This chapter covered several key services related to implementing storage in Microsoft Azure. Topics included how to create and manage Azure storage accounts, Blob Storage, Azure Files, importing and exporting data, Storage Explorer, AzCopy, lifecycle management, and object replication.
Here are some of the key takeaways from this chapter:
- Azure storage accounts provide four separate services: Blob Storage, Table Storage, Queue Storage, and Azure Files. It is important to understand the usage scenarios of each service.
- Standard storage accounts use magnetic drives and provide the lowest cost per GB. This type of account is best suited for applications that require bulk storage or where data is accessed infrequently.
- Premium storage accounts use solid state drives and offer consistent, low-latency performance. This type of account can only be used with Azure virtual machine disks and are best for I/O-intensive applications, like databases.
- Storage accounts must specify a replication mode. The options are locally redundant, zone-redundant, geo-redundant, read-access geo-redundant storage, geo zone- redundant, and read-access geo zone-redundant.
- Blob Storage supports three types of blobs (block, page, and append blobs), and four access tiers (Hot, Cool, Cold, and Archive).
- There are three kinds of storage accounts: General-Purpose V1, General-Purpose V2, and Blob Storage. The availability of features varies between storage account types. However, General-purpose v1 is considered legacy and is not recommended.
- Azure Storage can be managed through several tools directly from Microsoft: the Azure portal, PowerShell, CLI, Storage Explorer, and AzCopy. It is important to know when to use each tool.
- Access to storage accounts can be controlled using several techniques. Among them are Entra ID authentication; storage account name and key; SAS; SAS with access policy; and using the storage firewall and virtual network service endpoints. Access to Blob Storage can also be controlled using the public access level of the storage container.
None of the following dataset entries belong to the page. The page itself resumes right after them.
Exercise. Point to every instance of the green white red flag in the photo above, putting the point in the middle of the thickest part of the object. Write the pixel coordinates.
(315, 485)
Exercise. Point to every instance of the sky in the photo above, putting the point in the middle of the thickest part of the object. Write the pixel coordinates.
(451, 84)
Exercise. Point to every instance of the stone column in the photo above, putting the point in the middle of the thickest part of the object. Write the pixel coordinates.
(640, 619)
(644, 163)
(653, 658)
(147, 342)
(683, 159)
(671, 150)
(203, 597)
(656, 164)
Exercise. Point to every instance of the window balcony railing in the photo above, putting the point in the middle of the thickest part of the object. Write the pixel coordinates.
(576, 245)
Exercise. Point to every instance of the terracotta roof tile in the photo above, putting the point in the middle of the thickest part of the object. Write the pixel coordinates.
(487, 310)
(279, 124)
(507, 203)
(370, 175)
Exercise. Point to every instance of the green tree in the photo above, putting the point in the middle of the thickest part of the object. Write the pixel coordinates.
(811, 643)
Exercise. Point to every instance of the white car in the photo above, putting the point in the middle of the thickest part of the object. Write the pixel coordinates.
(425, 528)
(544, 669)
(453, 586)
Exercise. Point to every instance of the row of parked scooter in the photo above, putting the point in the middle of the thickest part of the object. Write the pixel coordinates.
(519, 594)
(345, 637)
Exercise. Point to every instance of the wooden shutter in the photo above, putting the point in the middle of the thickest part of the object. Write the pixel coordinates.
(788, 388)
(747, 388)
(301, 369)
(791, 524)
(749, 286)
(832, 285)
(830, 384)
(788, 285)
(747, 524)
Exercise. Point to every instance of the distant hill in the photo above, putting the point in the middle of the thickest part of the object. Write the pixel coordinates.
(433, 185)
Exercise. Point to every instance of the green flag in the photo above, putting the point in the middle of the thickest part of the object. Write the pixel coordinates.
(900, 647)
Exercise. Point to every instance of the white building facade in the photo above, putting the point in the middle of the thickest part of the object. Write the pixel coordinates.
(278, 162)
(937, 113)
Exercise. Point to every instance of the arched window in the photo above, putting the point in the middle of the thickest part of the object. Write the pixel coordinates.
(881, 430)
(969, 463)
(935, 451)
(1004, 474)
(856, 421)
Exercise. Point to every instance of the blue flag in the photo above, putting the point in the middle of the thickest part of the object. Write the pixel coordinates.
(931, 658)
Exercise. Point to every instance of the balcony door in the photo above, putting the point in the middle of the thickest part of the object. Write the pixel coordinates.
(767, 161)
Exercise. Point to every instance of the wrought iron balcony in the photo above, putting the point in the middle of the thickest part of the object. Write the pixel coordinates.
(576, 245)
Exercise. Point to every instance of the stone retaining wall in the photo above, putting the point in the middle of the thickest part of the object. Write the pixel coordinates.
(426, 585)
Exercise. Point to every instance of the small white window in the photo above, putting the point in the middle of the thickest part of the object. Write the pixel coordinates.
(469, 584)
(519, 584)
- You can also use AzCopy to copy files between storage accounts or from outside publicly accessible locations to your Azure storage account.
- Azure Storage has a lifecycle-management capability, and it can be used to transition data to lower-access tiers automatically based on preconfigured rules. You can also delete the data at the end of its lifecycle. These rules can be executed against the storage account once per day. Specific blobs and containers can be targeted using filter sets.
- Azure Storage also provides blob object replication capabilities that provide asynchro- nous replication of block blobs from one storage account to another. The blobs are replicated based on the defined replication rules.
- You can leverage object replication only when blob versioning is enabled for both the source and destination storage accounts, and the blob change feed is enabled for the source storage account.
In this thought experiment, apply what you have learned about this objective. You can find answers to these questions in the next section.
You are asked to design an Azure Storage solution for a large insurance company. The com- pany wants the data to be accessible based on the role of individual users within the organiza- tion. Various departments have their separate datasets that they access on a daily basis. The company wants to restrict users from modifying the data from other departments, but all the users must be able to access the data across departments.
Also, there is a requirement to store that data forever with minimal cost possible. The data is rarely used after two years from the date it was last modified.
- What steps should you take to assign the storage access based on their departments?
- What changes need to be made in order to keep storing data forever with minimal cost?
This section contains the solution to the thought experiment for the chapter.
To solve this problem, you can leverage various capabilities of Azure Storage, such as Entra authentication with role-based access control and lifecycle management for the blob storage.
- Create an Azure storage account and create a container for each department to store its data. Next, assign the Storage Blob Data Reader role for all the department groups but assign the Storage Blob Data Contributor role for each department group. This allows users to access all department data, but they can modify only their department data.
- Create a rule on the Lifecycle Management blade for the storage account and select the Apply Rule To All Blobs In Your Storage Account option. Then, add an if-then block to move data to the archive tier after 730 days (two years). This will let you store the data forever with minimal cost in the archive tier.